Planned as a multigenerational residence with no age restrictions, URC is has accommodations for older residents including single-level apartments with wider doors and walk-in showers. The building will also house a pool, fitness center, an on-site medical exam room, a media room and underground parking.
Twenty-two of the residential units are reserved by the City of Cambridge for sale to those with incomes 60 to 120 percent of the Boston median income, or between $40,000 and $80,000 for a two-person family, notes Simha.
Except for the 22 Cambridge units, only those with affiliations to MIT, Harvard or Massachusetts General Hospital are eligible to reserve URC units.
MIT has no financial or other formal ties to URC. Residents will form a cooperative ownership structure after 50 percent of the units have been sold, according to Gray. At this time, about 25 percent have been reserved.
The construction and sales phases are overseen by three members of URC, all of whom will live in the building.
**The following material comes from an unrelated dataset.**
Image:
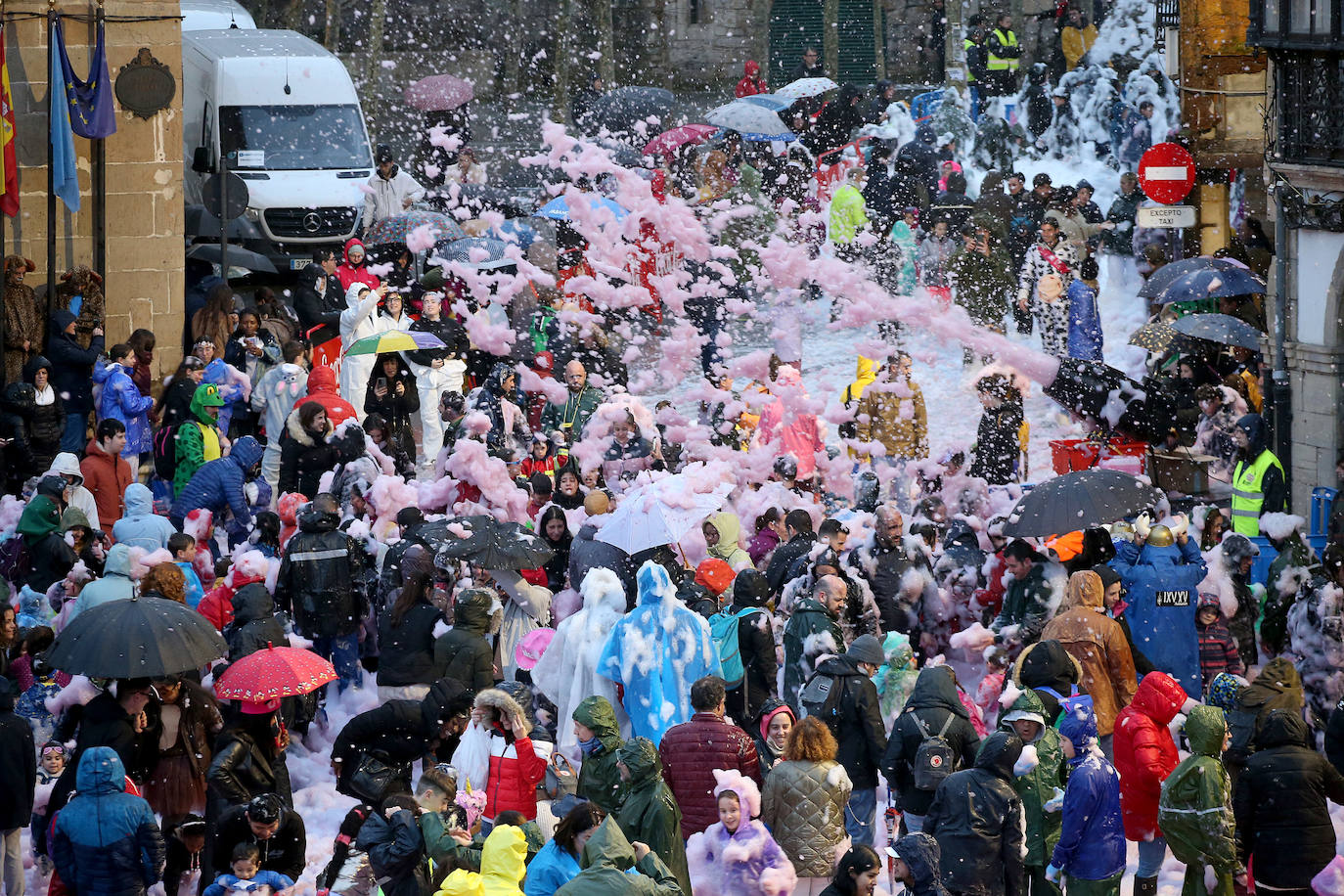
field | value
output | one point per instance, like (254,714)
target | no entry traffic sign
(1167,173)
Simha, former director of planning at MIT, serves as executive director. Gray is the nominal chair. The third member of the URC team is Neil Harper (Sc.D. 1959), former associate partner at Skidmore, Owings, and Merrill, the architectural firm.
"My URC colleagues and I firmly believe that we are at the beginning of establishing a unique community that will provide a warm and stimulating environment and will serve the larger MIT community for generations," Simha says.